Une forme particulière d’incertitude est qualifiée d’« ambiguïté ». Elle est caractérisée par l’existence de multiples interprétations possibles des informations disponibles. Kuhn (1997) définit l’ambiguïté comme « le résultat d’un état susceptible d’être interprété de façons distinctes et multiples » et March et Olsen (1976) considèrent que l’ambiguïté se produit quand « une organisation est confrontée à une opportunité de choix donnés, où chaque option possède un degré de légitimité valable ». L’ambiguïté provient souvent non pas d’un manque d’informations mais d’une variété d’informations qui génère des contradictions et des paradoxes (Soualem, 1991). Les élus locaux sont très fréquemment confrontés à ce type de situations.

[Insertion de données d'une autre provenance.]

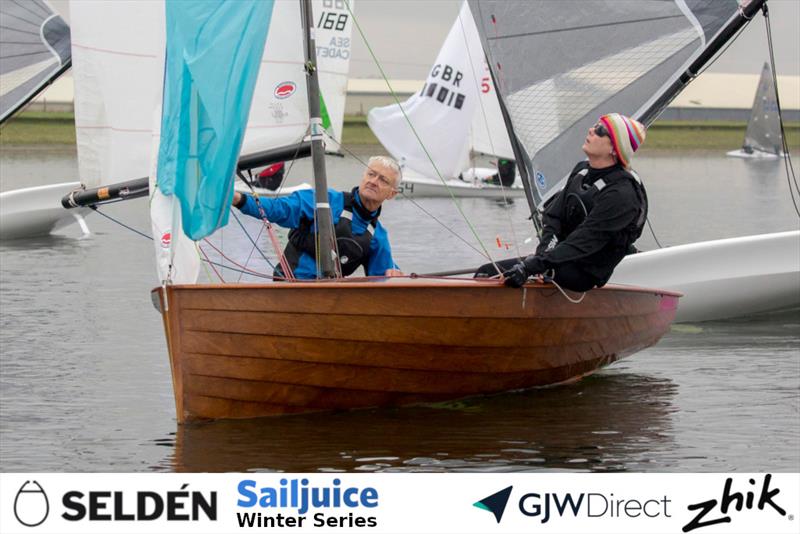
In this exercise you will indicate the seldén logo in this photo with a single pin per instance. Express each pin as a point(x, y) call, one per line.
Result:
point(495, 503)
point(31, 506)
point(735, 498)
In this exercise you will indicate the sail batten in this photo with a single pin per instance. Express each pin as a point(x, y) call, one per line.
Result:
point(34, 51)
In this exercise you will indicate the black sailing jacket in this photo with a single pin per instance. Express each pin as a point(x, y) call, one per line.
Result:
point(594, 220)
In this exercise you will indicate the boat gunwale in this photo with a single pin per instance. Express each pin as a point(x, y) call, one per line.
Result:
point(417, 282)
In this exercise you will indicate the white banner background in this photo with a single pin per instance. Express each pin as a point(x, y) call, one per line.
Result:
point(410, 503)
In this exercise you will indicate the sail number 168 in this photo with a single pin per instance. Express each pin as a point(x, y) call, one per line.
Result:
point(330, 20)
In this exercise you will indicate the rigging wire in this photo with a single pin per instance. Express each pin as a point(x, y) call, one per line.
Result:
point(422, 145)
point(791, 178)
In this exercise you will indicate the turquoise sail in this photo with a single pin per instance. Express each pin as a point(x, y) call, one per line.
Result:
point(213, 53)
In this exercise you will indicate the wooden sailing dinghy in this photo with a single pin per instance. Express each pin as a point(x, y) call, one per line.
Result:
point(244, 350)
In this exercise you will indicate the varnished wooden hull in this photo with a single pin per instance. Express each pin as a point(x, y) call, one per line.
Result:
point(248, 350)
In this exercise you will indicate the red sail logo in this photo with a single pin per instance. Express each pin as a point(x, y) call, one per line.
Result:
point(285, 89)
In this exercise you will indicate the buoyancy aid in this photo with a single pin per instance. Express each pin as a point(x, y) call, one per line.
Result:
point(580, 200)
point(353, 249)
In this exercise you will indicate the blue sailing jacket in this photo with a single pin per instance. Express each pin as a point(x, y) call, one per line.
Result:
point(289, 211)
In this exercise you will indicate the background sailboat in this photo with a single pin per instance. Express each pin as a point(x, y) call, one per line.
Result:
point(763, 138)
point(553, 99)
point(436, 134)
point(34, 51)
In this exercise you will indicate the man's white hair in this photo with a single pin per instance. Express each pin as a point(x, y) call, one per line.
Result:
point(386, 161)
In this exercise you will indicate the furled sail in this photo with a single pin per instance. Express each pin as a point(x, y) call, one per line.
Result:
point(455, 112)
point(560, 65)
point(34, 51)
point(763, 130)
point(206, 106)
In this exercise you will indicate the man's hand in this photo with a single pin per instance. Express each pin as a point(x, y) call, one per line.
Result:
point(516, 276)
point(519, 273)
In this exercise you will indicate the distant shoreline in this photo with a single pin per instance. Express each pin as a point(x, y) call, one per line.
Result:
point(58, 128)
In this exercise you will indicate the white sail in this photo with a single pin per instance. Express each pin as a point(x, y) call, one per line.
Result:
point(488, 134)
point(456, 108)
point(279, 112)
point(763, 137)
point(586, 58)
point(116, 49)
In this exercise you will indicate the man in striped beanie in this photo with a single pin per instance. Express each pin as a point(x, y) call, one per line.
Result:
point(593, 222)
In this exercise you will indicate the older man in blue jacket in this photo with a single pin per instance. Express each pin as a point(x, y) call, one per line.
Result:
point(360, 237)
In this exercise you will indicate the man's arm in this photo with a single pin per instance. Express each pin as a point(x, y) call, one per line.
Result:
point(551, 218)
point(380, 262)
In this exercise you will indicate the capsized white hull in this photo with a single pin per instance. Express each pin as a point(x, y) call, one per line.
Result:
point(754, 154)
point(37, 211)
point(722, 279)
point(417, 185)
point(282, 192)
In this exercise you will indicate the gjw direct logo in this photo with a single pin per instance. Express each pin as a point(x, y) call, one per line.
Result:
point(547, 505)
point(32, 505)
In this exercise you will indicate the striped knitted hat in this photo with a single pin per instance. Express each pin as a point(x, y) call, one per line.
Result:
point(626, 134)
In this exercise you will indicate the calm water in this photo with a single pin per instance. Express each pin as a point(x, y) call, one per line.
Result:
point(85, 383)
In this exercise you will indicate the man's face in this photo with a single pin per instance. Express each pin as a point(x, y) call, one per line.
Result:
point(596, 144)
point(379, 183)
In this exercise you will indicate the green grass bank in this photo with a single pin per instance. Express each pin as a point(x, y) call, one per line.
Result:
point(43, 128)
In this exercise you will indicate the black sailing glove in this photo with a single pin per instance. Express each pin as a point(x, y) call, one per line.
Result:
point(519, 273)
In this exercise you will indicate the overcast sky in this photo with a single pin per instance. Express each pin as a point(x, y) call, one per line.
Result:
point(406, 35)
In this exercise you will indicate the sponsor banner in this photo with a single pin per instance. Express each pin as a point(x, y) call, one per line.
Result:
point(409, 503)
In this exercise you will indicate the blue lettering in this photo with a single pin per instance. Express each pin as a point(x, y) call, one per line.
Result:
point(369, 497)
point(347, 497)
point(244, 491)
point(269, 498)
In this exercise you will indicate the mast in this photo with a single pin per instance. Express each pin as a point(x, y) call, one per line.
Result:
point(531, 195)
point(745, 14)
point(326, 245)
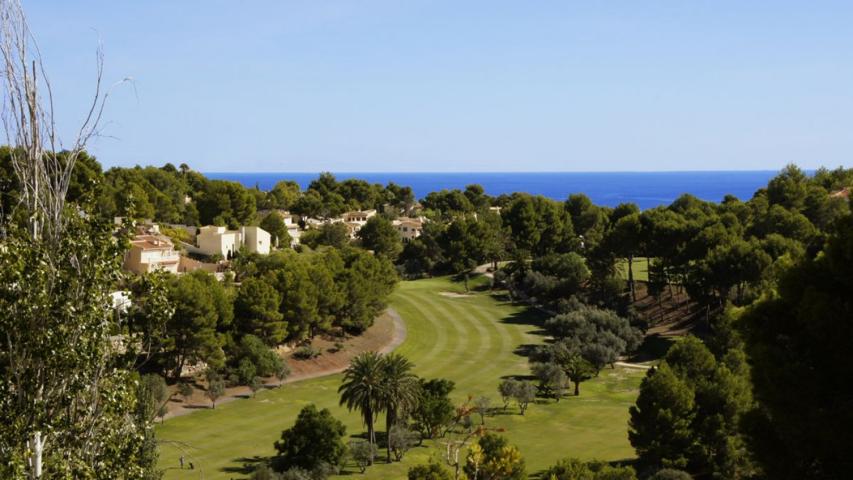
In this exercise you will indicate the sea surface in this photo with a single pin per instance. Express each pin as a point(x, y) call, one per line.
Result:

Dans tous ces cas d’incertitude, la prise de décision est difficile à assumer pour des élus qui craignent d’être tenu responsables de ses conséquences éventuelles. Ils peuvent donc être tentés par des processus de concertation visant à mutualiser le risque décisionnel.

Mutualiser le risque décisionnel a d’autant plus de sens que l’élu craint d’être tenu pour responsable d’éventuelles conséquences néfastes, mêmes imprévisibles, de ses décisions. Certains auteurs insistent sur cette montée en puissance de la responsabilisation des élus. Selon Duran et Thoenig (1996), l’Etat se mettant en retrait depuis les lois de décentralisation, les élus locaux sont perçus comme responsables de l’ensemble des affaires de leur territoire et pour Jobert (1998), « en dehors du niveau régional, relativement éloigné des citoyens, les élus locaux (maires, conseillers généraux) sont plus que jamais tenus personnellement pour responsables de ce qui se passe sur leur territoire ». Salles (2009) interprète clairement les processus de concertation et de participation comme une réponse apportée à une responsabilité devenue trop lourde à assumer. Selon lui, « la multiplication, ces dernières décennies, des procédures collaboratives fondées sur la consultation et la participation des parties prenantes pour réguler les problèmes d’environnement peut être interprétée comme un transfert de responsabilité ». Et « le postulat des procédures collaboratives est de rendre les acteurs comptables de leurs choix et responsables de leur engagement respectif vis-à-vis d’un compromis négocié assimilable à l’intérêt général ».